Given: Roots lie in $(0,1).$
Let $f(x)=ax^2-bx+c$ and it's roots be $\alpha$ and $\beta$
$\implies f(0) \times f(1) > 0$ (Can be easily verified from the parabolic graph of $f(x)$)
or $c(a-b+c)>0$
$\implies \frac{c}{a}(1-\frac{b}{a}+\frac{c}{a})>0$
$\implies \alpha \beta (1-(\alpha + \beta) + \alpha\beta) > 0$ (Using Vieta's Formula)
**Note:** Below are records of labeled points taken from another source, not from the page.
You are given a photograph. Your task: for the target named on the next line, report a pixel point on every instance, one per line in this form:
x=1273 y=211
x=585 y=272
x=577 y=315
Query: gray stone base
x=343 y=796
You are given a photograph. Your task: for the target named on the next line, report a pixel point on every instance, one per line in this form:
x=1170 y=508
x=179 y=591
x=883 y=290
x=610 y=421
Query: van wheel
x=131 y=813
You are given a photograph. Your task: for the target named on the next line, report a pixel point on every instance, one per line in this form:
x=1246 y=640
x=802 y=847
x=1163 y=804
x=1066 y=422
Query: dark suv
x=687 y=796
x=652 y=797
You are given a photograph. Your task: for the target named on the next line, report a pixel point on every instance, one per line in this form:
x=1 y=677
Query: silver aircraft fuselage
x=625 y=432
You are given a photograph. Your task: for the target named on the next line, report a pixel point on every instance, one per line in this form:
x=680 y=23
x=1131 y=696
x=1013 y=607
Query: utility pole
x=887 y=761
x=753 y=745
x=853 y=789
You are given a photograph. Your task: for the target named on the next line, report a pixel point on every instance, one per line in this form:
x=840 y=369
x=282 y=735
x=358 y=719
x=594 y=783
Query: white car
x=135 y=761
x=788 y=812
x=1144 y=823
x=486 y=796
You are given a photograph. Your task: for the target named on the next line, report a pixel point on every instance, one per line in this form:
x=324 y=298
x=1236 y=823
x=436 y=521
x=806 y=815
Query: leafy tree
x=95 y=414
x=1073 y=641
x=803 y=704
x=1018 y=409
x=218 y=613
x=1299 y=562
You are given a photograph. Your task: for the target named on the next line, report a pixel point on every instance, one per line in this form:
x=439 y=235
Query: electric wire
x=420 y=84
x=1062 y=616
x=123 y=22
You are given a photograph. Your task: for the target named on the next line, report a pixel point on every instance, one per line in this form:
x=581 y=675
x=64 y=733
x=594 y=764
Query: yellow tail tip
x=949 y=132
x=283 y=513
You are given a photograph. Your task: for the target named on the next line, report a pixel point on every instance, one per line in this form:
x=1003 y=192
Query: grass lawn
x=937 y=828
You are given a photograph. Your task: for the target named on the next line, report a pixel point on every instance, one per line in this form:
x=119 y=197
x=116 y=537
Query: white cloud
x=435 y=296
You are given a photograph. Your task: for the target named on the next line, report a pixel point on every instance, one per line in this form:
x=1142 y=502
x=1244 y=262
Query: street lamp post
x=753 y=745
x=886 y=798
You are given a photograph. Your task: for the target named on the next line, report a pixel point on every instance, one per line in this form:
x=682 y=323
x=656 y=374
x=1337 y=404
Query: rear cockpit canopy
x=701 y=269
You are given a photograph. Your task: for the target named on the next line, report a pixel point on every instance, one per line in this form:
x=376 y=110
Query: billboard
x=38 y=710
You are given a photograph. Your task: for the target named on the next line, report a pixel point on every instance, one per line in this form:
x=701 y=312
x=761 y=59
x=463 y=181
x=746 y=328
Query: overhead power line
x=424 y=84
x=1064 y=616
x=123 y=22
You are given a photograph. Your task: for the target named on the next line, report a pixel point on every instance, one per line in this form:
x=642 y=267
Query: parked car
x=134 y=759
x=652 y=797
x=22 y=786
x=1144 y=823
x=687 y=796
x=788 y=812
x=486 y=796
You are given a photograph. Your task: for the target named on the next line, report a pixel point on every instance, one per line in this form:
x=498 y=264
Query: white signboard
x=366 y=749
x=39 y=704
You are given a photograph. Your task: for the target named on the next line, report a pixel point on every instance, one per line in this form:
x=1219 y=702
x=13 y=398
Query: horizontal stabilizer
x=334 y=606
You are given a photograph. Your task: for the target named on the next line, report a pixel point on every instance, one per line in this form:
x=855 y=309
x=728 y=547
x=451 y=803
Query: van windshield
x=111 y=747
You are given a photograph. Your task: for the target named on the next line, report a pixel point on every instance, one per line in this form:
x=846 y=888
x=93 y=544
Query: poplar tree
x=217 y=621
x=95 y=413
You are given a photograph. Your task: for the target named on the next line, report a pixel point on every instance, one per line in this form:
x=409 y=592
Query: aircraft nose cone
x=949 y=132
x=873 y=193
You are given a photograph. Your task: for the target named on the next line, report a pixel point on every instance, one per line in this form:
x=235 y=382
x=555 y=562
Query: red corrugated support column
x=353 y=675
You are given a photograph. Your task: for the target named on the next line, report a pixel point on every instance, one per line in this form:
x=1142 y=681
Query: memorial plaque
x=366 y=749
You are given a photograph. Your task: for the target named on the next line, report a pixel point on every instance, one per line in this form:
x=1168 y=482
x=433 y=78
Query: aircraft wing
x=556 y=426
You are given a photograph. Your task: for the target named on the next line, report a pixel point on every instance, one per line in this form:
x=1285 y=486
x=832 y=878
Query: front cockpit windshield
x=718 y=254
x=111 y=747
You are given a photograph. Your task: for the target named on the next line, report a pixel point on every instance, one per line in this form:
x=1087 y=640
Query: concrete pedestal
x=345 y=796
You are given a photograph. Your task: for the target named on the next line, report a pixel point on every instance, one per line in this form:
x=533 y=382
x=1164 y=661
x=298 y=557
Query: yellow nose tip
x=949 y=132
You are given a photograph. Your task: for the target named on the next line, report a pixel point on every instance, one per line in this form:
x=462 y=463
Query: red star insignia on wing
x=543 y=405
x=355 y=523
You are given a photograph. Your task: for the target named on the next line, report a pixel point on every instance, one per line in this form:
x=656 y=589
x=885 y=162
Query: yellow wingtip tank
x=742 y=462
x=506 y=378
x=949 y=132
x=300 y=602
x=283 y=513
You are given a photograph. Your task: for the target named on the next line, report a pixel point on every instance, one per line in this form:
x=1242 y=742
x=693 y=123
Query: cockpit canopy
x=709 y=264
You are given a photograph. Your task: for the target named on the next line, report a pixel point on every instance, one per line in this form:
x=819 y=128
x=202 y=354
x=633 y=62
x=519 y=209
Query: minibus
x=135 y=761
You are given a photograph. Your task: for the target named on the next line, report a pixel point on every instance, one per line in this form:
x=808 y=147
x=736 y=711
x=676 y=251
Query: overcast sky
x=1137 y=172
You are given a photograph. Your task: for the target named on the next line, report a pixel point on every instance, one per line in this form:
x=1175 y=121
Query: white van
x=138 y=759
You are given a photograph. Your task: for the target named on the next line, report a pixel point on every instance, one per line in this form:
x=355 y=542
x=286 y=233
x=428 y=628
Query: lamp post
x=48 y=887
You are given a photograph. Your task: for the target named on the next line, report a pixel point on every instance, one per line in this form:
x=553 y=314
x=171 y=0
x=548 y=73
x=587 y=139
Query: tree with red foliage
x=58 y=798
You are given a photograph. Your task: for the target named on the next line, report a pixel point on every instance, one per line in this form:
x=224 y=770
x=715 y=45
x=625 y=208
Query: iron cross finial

$\implies \alpha\beta(1-\alpha)(1-\beta) > 0$
Now,
Consider $\alpha(1-\alpha)$,
By AM-GM inequality,
$\alpha(1-\alpha)<\frac{1}{4}$
Similarly,
$\beta(1-\beta)< \frac{1}{4}$
By multiplying the above two inequalities, we get,
$\alpha\beta(1-\alpha)(1-\beta)<\frac{1}{16}$
$\implies \frac{c}{a}(1-\frac{b}{a}+\frac{c}{a})<\frac{1}{16}$
$\implies c(a-b+c)<\frac{a^2}{16}$
If we let $a$=$b$ and $c=1$, clearly we are getting the minimum value of $a$, i.e.
$\frac{a^2}{16}>1$
$a>4$ or minimum $a =5$
Since $D > 0$, we have $b^2-4ac > 0$ (where $D$ is the discriminant of $f(x)=0$)
this inequality is satisfied for $a=b=5$ which we calculated above
thus at $a=b=5$ and $c=1$ the minimum value of $abc=25$ is achieved.